September 13th, 2010 | Small Business | No Comments »

Hello, all! (Or “Hello, none” – whatever the case may be.) My name is Isabela and I’m the newest member of the KikScore team. I am a sophomore at the University of Maryland, majoring in Waitress – uh, English – and an avid football fan. I mention the football because my Redskins kicked off their season last night against the Dallas Cowgirls. It was ugly, but it was a win, and if this first game was any indicator of the season to come…. See you all after the Superbowl. Consider this a disclaimer.

I’d like to kick off my relationship with all (or, again, none) of you by telling you a little story about my personal history with online shopping. Let’s entitle this one, “How Insomnia and the Internet Worked Together to Ruin My Credit Before My 21st Birthday” (which is in 5 months and 25 days, in case you were wondering).

I have never been good at sleeping. My father is an insomniac – sneaking out in high school was not an option – so when I stopped sleeping through the night sometime in my early teens, I didn’t find it unusual. Daytime was for wandering drowsily among the living, while the night was for reading, watching TV, and perfecting the preparation of the Velveeta grilled cheese sandwich. When, at age 16, my parents bought me my first MacBook computer, everything changed. I discovered online shopping. I used my hard-earned waitressing money – deposited into checking almost as soon as it was received – to buy things. I bought clothes, makeup, gifts –even a Wondermop (an impulse infomercial purchase at 4am on a Tuesday). My checking account balance frequently dipped into the single digits, but all my new toys provided easy consolation.

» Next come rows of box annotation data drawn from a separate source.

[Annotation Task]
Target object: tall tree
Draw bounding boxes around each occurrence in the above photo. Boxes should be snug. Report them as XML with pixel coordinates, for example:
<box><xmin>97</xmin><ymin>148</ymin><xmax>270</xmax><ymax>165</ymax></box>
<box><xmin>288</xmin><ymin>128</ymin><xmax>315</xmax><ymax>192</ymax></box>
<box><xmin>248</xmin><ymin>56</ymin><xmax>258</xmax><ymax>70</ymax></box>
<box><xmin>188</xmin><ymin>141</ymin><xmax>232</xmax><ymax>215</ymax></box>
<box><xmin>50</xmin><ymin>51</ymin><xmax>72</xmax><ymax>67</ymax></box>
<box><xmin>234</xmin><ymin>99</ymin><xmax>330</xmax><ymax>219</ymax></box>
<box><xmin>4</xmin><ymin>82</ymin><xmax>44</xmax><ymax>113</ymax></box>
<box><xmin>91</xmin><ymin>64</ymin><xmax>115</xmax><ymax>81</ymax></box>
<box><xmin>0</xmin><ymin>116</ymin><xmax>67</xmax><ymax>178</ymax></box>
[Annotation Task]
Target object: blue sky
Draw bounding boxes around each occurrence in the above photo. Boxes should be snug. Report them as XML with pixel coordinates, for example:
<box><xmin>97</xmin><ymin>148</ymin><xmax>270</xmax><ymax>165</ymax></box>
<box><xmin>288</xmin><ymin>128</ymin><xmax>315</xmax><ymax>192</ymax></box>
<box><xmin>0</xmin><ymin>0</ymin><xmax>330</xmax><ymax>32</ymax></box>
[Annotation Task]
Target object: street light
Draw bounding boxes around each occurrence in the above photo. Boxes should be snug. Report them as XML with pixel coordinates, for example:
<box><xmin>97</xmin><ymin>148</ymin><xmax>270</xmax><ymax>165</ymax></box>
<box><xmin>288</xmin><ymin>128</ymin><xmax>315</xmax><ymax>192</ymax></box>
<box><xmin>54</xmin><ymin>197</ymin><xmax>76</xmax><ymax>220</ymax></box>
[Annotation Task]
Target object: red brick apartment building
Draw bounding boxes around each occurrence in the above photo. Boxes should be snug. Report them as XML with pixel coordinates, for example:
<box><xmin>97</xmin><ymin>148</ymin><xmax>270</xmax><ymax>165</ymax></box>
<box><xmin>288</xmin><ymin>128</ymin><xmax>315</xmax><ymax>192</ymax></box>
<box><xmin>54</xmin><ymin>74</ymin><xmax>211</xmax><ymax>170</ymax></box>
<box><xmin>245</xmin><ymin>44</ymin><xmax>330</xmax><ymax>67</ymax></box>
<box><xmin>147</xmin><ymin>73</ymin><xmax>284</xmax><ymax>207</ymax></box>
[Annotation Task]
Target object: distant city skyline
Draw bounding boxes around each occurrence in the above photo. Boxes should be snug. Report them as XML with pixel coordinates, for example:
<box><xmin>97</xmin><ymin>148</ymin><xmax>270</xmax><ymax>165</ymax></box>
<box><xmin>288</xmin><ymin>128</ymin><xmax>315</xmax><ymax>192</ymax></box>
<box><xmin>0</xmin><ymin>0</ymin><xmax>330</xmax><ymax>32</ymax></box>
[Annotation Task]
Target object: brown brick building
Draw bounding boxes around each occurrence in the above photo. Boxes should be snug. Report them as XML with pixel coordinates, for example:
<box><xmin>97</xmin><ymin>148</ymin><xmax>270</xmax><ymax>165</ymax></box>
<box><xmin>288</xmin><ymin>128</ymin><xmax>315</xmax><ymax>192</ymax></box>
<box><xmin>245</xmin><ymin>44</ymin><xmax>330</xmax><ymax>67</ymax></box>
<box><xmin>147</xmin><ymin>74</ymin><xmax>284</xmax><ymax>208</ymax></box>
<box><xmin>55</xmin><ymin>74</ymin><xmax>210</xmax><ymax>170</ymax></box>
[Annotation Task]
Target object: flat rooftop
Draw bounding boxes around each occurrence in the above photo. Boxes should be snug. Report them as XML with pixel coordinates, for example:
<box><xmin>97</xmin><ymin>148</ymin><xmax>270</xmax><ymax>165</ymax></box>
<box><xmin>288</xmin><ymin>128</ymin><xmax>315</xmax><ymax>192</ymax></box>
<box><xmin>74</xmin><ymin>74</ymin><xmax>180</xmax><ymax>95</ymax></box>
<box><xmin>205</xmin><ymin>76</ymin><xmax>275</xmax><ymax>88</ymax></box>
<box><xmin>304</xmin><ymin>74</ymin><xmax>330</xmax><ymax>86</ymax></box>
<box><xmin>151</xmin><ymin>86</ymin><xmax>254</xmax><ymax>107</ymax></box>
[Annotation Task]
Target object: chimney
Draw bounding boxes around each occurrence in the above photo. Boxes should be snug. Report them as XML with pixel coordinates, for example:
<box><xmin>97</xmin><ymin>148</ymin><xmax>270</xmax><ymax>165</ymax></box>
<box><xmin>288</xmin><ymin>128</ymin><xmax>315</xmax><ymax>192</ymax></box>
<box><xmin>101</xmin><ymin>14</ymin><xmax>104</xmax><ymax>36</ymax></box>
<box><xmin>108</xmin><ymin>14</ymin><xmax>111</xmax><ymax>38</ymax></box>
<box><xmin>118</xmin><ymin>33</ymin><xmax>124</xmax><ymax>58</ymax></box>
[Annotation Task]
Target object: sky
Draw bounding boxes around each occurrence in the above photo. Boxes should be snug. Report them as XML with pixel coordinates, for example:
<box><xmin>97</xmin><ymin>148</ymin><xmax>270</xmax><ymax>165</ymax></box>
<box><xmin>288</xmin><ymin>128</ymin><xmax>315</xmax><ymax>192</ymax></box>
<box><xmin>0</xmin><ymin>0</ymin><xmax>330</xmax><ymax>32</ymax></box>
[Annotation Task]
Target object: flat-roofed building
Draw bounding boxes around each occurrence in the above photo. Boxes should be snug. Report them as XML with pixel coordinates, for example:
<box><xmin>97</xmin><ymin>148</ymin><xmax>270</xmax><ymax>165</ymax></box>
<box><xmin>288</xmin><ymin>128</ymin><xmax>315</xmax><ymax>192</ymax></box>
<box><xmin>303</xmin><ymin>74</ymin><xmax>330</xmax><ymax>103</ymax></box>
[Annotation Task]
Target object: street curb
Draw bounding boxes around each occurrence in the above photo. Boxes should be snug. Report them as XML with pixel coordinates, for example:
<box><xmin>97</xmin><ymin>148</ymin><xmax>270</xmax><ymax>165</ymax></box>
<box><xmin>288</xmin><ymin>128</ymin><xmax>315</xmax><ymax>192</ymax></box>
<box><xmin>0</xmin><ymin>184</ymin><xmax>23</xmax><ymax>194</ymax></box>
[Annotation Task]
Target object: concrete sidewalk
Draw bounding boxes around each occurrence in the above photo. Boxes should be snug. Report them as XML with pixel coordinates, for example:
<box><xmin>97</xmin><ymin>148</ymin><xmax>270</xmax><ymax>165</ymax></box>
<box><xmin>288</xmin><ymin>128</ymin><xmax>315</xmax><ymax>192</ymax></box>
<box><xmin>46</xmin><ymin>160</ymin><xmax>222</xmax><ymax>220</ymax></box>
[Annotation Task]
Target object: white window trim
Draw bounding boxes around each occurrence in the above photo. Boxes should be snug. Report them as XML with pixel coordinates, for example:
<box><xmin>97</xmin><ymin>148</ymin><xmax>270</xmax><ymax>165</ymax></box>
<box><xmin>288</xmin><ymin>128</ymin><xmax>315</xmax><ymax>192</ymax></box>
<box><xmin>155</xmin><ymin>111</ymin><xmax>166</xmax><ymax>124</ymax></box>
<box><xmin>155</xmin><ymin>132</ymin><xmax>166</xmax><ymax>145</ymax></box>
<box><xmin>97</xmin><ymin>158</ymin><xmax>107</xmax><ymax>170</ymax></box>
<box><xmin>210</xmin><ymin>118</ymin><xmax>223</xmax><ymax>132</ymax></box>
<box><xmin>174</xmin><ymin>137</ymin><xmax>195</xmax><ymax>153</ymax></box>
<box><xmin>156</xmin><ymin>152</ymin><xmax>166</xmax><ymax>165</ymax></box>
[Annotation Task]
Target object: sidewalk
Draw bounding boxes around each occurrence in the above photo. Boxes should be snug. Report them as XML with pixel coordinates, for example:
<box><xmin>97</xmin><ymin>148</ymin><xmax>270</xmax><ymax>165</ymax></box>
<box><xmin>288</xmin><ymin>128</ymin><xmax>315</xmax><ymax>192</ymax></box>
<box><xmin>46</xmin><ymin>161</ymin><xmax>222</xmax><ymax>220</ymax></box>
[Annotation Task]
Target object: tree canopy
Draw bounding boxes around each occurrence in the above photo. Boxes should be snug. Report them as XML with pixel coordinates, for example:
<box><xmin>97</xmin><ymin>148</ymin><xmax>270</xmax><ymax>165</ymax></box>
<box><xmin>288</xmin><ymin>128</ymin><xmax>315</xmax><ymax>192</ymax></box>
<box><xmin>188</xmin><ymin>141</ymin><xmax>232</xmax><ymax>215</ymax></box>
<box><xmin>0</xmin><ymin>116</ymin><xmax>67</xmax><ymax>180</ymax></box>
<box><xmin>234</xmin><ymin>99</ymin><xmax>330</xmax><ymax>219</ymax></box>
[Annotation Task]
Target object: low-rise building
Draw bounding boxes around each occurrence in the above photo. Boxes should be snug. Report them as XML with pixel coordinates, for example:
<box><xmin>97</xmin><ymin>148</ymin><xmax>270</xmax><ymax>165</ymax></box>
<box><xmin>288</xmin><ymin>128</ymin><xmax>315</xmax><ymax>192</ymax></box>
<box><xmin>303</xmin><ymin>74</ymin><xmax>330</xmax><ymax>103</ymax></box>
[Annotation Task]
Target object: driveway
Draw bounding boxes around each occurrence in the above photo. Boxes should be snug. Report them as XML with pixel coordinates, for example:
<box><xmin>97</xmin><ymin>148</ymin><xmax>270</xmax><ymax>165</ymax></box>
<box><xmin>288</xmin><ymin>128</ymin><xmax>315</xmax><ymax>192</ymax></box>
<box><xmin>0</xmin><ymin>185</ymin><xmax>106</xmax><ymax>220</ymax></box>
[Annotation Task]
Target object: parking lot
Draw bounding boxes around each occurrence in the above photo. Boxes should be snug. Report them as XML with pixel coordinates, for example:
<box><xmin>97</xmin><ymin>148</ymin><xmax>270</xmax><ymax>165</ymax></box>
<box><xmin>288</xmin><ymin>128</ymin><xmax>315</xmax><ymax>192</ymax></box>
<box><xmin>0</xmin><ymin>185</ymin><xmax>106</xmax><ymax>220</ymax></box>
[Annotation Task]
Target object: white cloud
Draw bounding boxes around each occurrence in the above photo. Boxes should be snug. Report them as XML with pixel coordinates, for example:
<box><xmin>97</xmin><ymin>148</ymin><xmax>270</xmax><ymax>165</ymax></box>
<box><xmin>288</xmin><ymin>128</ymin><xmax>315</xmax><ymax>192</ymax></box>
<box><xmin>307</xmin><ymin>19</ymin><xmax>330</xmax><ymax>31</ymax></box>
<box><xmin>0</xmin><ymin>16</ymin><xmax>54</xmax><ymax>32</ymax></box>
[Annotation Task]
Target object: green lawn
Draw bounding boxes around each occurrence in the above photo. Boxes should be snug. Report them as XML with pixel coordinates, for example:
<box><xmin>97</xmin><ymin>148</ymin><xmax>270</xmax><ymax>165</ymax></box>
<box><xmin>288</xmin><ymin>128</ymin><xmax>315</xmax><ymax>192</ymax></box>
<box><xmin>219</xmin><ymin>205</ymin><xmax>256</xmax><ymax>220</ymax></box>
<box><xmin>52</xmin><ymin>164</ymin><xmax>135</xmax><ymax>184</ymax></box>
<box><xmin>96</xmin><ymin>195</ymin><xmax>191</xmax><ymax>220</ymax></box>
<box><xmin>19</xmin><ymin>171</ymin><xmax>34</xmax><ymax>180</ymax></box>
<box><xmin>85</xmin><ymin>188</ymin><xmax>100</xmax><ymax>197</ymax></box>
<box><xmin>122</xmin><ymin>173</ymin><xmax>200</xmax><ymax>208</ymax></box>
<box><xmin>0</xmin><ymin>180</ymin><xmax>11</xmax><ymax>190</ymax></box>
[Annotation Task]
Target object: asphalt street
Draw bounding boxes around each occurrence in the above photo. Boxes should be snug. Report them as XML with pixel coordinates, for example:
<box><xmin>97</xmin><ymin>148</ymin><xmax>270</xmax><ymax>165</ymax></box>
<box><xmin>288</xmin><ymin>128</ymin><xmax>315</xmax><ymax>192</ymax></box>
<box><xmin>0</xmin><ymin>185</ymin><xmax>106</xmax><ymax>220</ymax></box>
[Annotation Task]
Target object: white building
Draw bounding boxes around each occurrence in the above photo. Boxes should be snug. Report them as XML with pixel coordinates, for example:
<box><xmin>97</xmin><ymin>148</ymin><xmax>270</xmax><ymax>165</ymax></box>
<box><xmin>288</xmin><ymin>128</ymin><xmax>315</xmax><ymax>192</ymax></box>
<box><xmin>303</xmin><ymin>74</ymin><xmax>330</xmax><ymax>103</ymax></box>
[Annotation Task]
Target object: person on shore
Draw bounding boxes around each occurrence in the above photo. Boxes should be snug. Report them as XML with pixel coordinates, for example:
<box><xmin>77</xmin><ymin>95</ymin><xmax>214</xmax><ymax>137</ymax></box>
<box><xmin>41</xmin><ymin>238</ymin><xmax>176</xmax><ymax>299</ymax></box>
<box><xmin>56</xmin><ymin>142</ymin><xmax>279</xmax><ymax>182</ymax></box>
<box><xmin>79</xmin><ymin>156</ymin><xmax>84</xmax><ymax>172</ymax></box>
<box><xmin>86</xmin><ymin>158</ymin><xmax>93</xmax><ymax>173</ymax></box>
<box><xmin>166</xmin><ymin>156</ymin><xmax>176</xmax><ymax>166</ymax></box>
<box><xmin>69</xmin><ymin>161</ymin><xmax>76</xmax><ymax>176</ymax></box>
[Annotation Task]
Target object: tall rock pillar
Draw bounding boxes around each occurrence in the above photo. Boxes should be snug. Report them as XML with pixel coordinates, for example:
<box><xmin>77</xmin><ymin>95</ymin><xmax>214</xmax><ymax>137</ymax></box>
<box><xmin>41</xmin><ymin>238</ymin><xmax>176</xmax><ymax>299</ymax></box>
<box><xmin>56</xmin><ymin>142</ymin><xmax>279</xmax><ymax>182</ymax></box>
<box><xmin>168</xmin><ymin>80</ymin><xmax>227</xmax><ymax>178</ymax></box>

At 18, during a particularly late shopping session, I made a new discovery: financing. That’s right, folks. Did you know you can buy things and not pay for them? Two weeks after my 18th birthday, I filled out my first credit card application. Two weeks after that, the plastic arrived in the mail. I was more excited about that envelope than I had been about the one that let me into college just a few months before – this one came with goodies. Days later, I filled out a second application, and days after that, a third. And then I used them. I was vaguely aware of the existence of a thing called interest – that is, the tax you pay for the privilege of making a purchase you can’t actually afford – but what did that matter to me? All my interest was 0%! So I bought things, and it was so, so, so, so good.

Two years and some months later, I am under control. Hard work and the fear of God instilled in me by America’s financial crisis have kept my credit card balances to a minimum (compared to, say, Citibank) and I keep telling myself that one day I’ll make the shift to cash-only. I share this anecdote not as a horror story about credit – there are those whose experience has been far more damaging than mine – but simply as an example of just how easy it can be to get wrapped up in the consequences of financial decisions made on the Internet, where nothing actually exists. Don’t get me wrong – online shopping is good. It’s the future of retail and it allows informed buyers to make decisions with their banking information in front of them – a practice I support (and wish I had adopted). But for those members of my generation who are considering accepting those low-interest offers that have just recently restarted their trickle into our inboxes, my advice: take it slow. Your Capital One will still be there in the morning, and PayPal can wait. Soon, I will begin my move back to cash-only, letting my cards sit in a drawer gathering dust while I happily type my debit card number into the computer (on trusted websites only, to be sure). Yes, one day soon I’ll start to stick with cash. But not just yet. My birthday’s coming up, and I’m going to Vegas.